Sécheresse dans le Puy-de-Dôme : l'irrigation des champs sous surveillance

A Ennezat, dans le Puy-de-Dôme, les services de l'Etat organisaient mardi 9 juillet un contrôle auprès des agriculteurs et des particuliers. / © Fabien Gandilhon / France 3 Auvergne
A Ennezat, dans le Puy-de-Dôme, les services de l'Etat organisaient mardi 9 juillet un contrôle auprès des agriculteurs et des particuliers. / © Fabien Gandilhon / France 3 Auvergne

En raison de la sécheresse, 41 départements ont déjà pris des mesures de restrictions d'eau, dont le Puy-de-Dôme.
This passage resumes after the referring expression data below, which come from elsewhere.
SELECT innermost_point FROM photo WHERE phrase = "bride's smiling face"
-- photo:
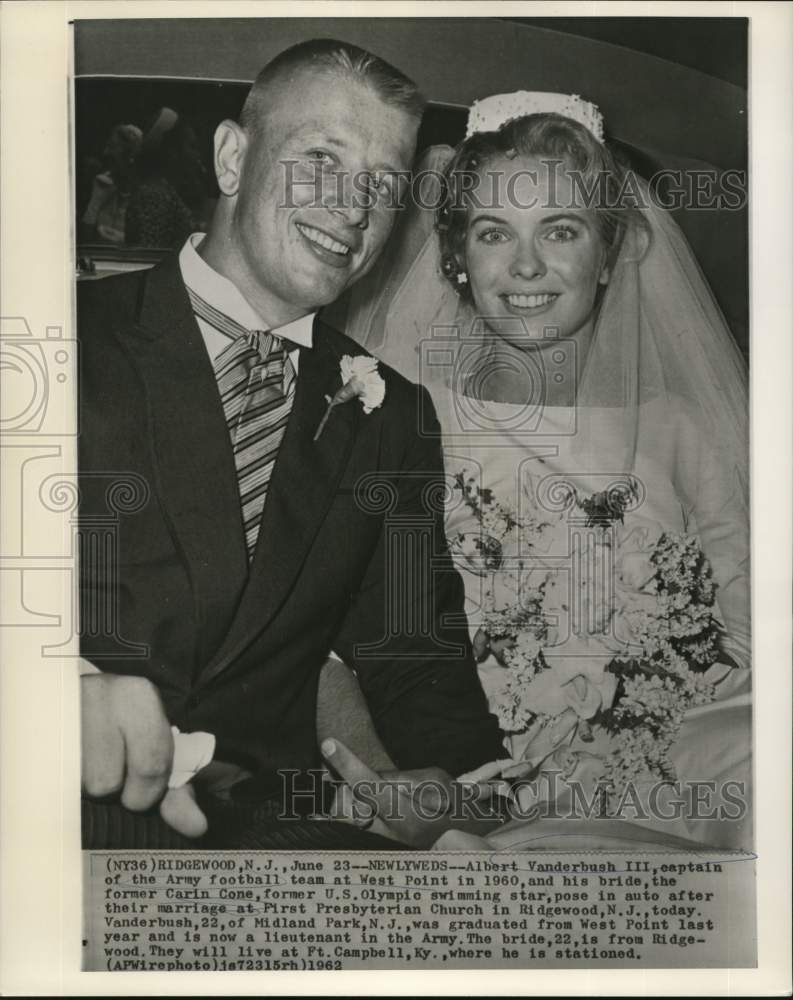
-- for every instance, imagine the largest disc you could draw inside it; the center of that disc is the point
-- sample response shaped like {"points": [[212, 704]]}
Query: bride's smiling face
{"points": [[531, 254]]}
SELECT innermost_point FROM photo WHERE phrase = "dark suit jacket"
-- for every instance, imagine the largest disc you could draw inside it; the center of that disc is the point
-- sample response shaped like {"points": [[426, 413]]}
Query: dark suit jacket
{"points": [[350, 554]]}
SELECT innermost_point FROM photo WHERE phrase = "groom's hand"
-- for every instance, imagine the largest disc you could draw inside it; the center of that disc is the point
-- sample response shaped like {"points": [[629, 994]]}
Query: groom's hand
{"points": [[127, 750]]}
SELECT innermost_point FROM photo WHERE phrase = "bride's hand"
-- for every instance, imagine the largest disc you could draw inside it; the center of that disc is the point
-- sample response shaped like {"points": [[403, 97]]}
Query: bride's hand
{"points": [[413, 807]]}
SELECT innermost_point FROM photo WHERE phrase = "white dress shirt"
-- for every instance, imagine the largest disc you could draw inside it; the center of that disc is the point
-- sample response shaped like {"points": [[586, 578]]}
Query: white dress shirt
{"points": [[222, 295]]}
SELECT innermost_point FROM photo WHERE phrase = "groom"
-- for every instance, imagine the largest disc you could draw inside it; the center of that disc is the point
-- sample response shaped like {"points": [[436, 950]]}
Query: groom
{"points": [[254, 549]]}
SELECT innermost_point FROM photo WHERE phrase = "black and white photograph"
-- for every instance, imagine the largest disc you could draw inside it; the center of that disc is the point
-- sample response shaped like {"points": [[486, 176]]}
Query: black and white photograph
{"points": [[388, 499]]}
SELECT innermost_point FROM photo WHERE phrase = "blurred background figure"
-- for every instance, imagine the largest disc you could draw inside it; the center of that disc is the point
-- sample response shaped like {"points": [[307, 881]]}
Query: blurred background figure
{"points": [[170, 200], [104, 219]]}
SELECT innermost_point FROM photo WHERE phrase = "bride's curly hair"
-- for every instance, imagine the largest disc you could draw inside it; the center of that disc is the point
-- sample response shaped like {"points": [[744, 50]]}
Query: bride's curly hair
{"points": [[551, 137]]}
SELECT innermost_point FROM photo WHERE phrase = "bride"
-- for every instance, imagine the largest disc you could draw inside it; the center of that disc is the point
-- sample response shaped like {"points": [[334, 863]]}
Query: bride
{"points": [[571, 346]]}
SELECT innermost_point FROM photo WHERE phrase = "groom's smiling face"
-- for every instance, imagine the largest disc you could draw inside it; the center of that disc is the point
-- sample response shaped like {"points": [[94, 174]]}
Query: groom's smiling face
{"points": [[317, 191]]}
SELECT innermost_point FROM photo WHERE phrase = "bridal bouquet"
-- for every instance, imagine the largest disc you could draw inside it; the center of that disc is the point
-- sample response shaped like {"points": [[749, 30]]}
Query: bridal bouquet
{"points": [[603, 622]]}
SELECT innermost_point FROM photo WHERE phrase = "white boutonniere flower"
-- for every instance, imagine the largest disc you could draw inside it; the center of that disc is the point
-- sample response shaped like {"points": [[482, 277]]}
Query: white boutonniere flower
{"points": [[361, 379]]}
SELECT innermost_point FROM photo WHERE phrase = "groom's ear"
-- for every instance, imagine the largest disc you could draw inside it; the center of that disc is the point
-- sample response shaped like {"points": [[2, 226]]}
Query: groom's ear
{"points": [[231, 143]]}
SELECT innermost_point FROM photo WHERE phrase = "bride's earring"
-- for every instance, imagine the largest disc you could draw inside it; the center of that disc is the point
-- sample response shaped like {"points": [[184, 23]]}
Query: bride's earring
{"points": [[454, 273]]}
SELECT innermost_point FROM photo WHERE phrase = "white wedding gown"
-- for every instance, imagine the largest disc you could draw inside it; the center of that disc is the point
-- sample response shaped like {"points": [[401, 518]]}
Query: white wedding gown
{"points": [[684, 487]]}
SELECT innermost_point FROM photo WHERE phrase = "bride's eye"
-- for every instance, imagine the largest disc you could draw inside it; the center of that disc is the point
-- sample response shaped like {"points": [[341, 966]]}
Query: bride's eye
{"points": [[320, 157], [562, 234], [493, 236]]}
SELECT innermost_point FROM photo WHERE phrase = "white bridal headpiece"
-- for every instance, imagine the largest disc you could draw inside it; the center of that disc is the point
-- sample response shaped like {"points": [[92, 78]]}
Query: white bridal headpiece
{"points": [[491, 113]]}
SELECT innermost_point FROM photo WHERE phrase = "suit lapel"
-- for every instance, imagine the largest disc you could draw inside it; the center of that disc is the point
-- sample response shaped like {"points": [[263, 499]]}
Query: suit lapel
{"points": [[196, 480], [304, 482]]}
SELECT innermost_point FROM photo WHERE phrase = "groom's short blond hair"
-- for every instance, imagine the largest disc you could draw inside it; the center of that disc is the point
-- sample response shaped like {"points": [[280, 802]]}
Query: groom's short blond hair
{"points": [[330, 56]]}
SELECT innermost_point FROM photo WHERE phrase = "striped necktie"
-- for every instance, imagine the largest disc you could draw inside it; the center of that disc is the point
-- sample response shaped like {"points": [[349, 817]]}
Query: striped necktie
{"points": [[256, 380]]}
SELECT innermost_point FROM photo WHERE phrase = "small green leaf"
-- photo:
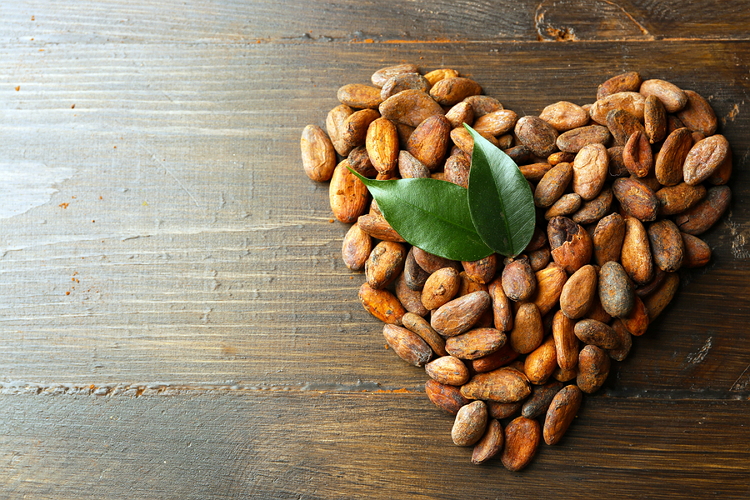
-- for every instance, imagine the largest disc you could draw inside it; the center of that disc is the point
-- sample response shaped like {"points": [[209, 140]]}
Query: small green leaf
{"points": [[430, 214], [500, 199]]}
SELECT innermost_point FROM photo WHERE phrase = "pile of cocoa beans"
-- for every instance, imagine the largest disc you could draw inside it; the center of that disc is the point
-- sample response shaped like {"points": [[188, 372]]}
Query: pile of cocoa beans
{"points": [[623, 188]]}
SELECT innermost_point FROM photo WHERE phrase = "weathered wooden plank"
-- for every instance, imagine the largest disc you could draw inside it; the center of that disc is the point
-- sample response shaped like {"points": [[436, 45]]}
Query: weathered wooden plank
{"points": [[333, 445], [195, 251], [210, 21]]}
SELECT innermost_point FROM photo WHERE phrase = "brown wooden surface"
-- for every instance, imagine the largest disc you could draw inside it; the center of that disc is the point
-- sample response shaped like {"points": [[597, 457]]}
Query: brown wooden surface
{"points": [[175, 319]]}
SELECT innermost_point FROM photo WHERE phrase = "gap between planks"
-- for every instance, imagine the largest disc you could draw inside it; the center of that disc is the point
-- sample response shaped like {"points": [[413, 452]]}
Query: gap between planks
{"points": [[358, 388]]}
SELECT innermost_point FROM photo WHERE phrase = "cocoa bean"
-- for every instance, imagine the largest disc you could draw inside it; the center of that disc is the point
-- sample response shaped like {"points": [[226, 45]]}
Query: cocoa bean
{"points": [[490, 444], [410, 299], [550, 282], [347, 195], [504, 385], [671, 157], [637, 155], [570, 244], [541, 362], [422, 327], [496, 123], [608, 238], [595, 333], [593, 368], [635, 256], [566, 342], [636, 198], [357, 95], [522, 438], [564, 115], [382, 304], [440, 287], [578, 293], [446, 397], [528, 331], [561, 413], [625, 82], [537, 135], [381, 76], [410, 107], [704, 158], [497, 359], [632, 102], [459, 114], [654, 119], [483, 104], [593, 210], [518, 280], [385, 263], [447, 370], [661, 296], [459, 315], [622, 125], [698, 114], [590, 170], [429, 141], [615, 290], [704, 214], [673, 98], [407, 345], [401, 82], [470, 424], [552, 186], [678, 198], [450, 91], [475, 343], [666, 245], [356, 248], [540, 399], [436, 75]]}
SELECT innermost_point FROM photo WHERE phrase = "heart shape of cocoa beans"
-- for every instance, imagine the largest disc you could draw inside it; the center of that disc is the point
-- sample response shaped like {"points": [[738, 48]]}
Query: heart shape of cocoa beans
{"points": [[623, 189]]}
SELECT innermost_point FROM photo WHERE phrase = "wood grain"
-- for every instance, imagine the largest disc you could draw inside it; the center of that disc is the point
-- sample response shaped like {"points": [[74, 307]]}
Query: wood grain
{"points": [[236, 21], [175, 320], [343, 445]]}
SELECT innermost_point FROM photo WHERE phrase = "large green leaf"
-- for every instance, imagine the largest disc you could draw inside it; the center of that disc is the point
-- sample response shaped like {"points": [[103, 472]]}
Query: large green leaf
{"points": [[500, 200], [430, 214]]}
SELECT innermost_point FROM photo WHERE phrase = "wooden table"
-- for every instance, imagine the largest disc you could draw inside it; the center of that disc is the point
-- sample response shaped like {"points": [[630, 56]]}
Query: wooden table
{"points": [[176, 320]]}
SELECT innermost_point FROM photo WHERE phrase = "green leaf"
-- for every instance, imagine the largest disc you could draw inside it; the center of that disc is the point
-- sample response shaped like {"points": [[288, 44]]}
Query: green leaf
{"points": [[500, 199], [430, 214]]}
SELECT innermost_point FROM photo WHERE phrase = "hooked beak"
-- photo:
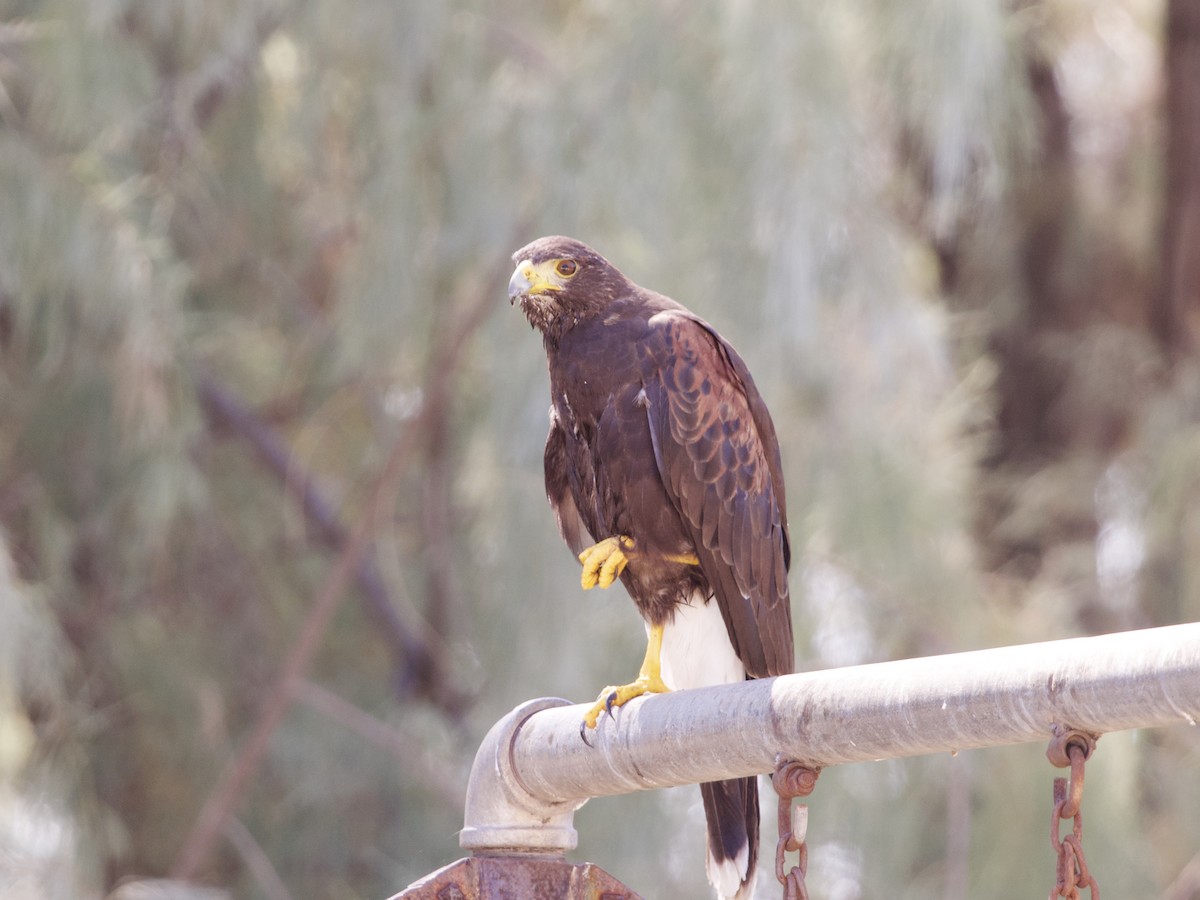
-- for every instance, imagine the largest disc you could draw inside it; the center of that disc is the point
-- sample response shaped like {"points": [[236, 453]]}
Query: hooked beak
{"points": [[520, 283]]}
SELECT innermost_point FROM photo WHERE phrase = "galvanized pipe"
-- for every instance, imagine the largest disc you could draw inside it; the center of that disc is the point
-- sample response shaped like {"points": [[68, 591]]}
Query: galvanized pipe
{"points": [[889, 709]]}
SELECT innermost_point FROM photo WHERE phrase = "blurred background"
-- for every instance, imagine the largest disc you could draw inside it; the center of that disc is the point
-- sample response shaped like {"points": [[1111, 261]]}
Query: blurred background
{"points": [[253, 321]]}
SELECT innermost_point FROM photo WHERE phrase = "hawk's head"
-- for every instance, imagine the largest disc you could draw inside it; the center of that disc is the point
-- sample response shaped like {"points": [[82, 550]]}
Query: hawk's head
{"points": [[561, 281]]}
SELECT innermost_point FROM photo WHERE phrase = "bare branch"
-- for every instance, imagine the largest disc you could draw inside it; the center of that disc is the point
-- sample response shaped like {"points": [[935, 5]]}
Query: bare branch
{"points": [[443, 780], [256, 859]]}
Les services de l'Etat organisaient mardi 9 juillet un contrôle auprès des agriculteurs et des particuliers dans la plaine de la Limagne.
 

Par C. L avec Fabien Gandilhon

Le Puy-de-Dôme fait partie des 41 départements qui ont déjà pris des mesures de restrictions d'eau, à cause de la sécheresse. Les services de l'Etat ont mis en place mardi 9 juillet un contrôle auprès des agriculteurs et des particuliers dans la plaine de la Limagne.
Eric Denoyer, agriculteur à Ennezat, dans le Puy-de-Dôme, explique : «  On a établi des tours d’eau. C’est pour que tout le monde ait assez de débit pour irriguer. Autrement, vu le niveau des rivières, tout le monde n’aurait pas eu assez d’eau ».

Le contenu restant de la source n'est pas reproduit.